This repository distributes AI-assistant instruction content (plugins and skills). The relevant security concerns are therefore content-integrity and supply-chain issues rather than classic software vulnerabilities:

• Malicious or manipulative skill content — instructions in a SKILL.md (or its references/) designed to make an AI assistant exfiltrate data, execute harmful commands, or act against the user's interest (prompt injection via skill content).
• Manifest tampering — a plugin.json or marketplace.json pointing at unexpected sources or misrepresenting plugin identity.
• Typosquatting — plugin or skill names crafted to impersonate official openEHR plugins.
• Malicious external references — skill content linking to harmful or impersonating external resources.

Please do not open a public issue for security-sensitive reports.

• Use GitHub's private vulnerability reporting: Security → Report a vulnerability on this repository.
• Alternatively, contact the repository maintainers directly.

You can expect an acknowledgement within 7 days. Confirmed issues are fixed in a new plugin release and noted in the CHANGELOG.

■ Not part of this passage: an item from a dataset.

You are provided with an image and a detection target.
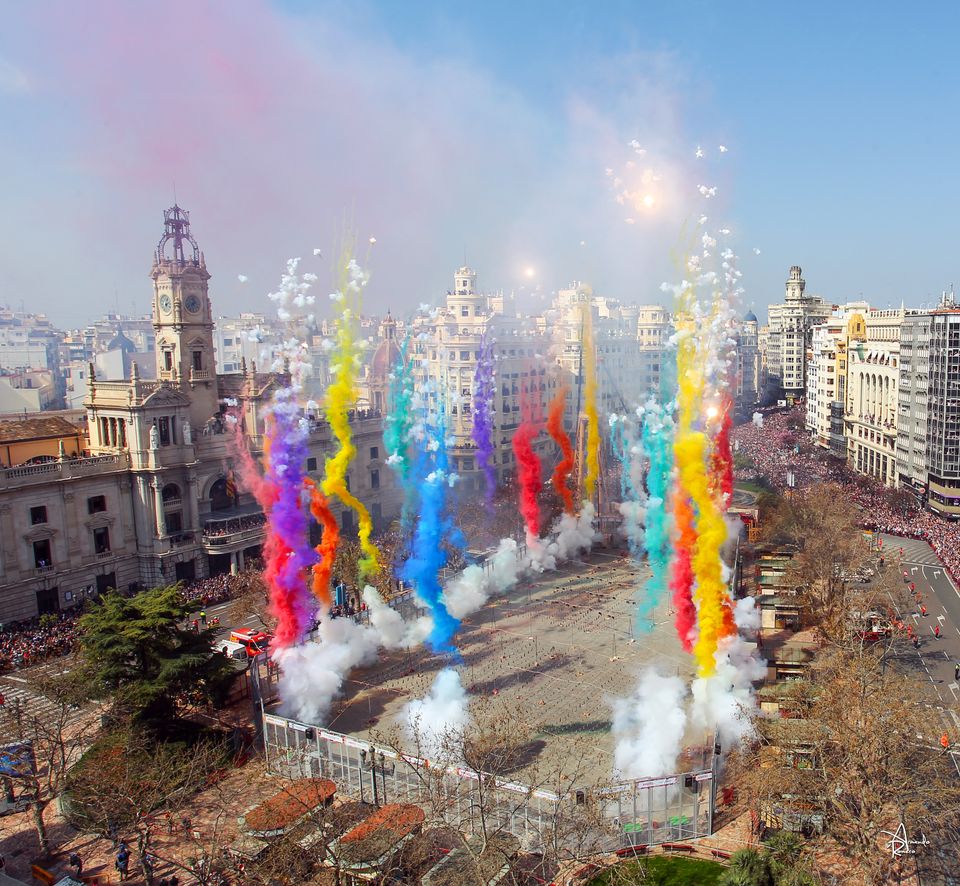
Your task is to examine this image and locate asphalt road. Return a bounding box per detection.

Only the latest released version of each plugin (latest {name}--v{version} tag) is supported. Users should keep plugins updated via their assistant's update mechanism (e.g. /plugin update in Claude Code).

• Vulnerabilities in Claude Code or other AI assistants themselves — report to the respective vendor (e.g. Anthropic).
• Issues in the openEHR specifications — raise via the openEHR Jira (SPEC* projects).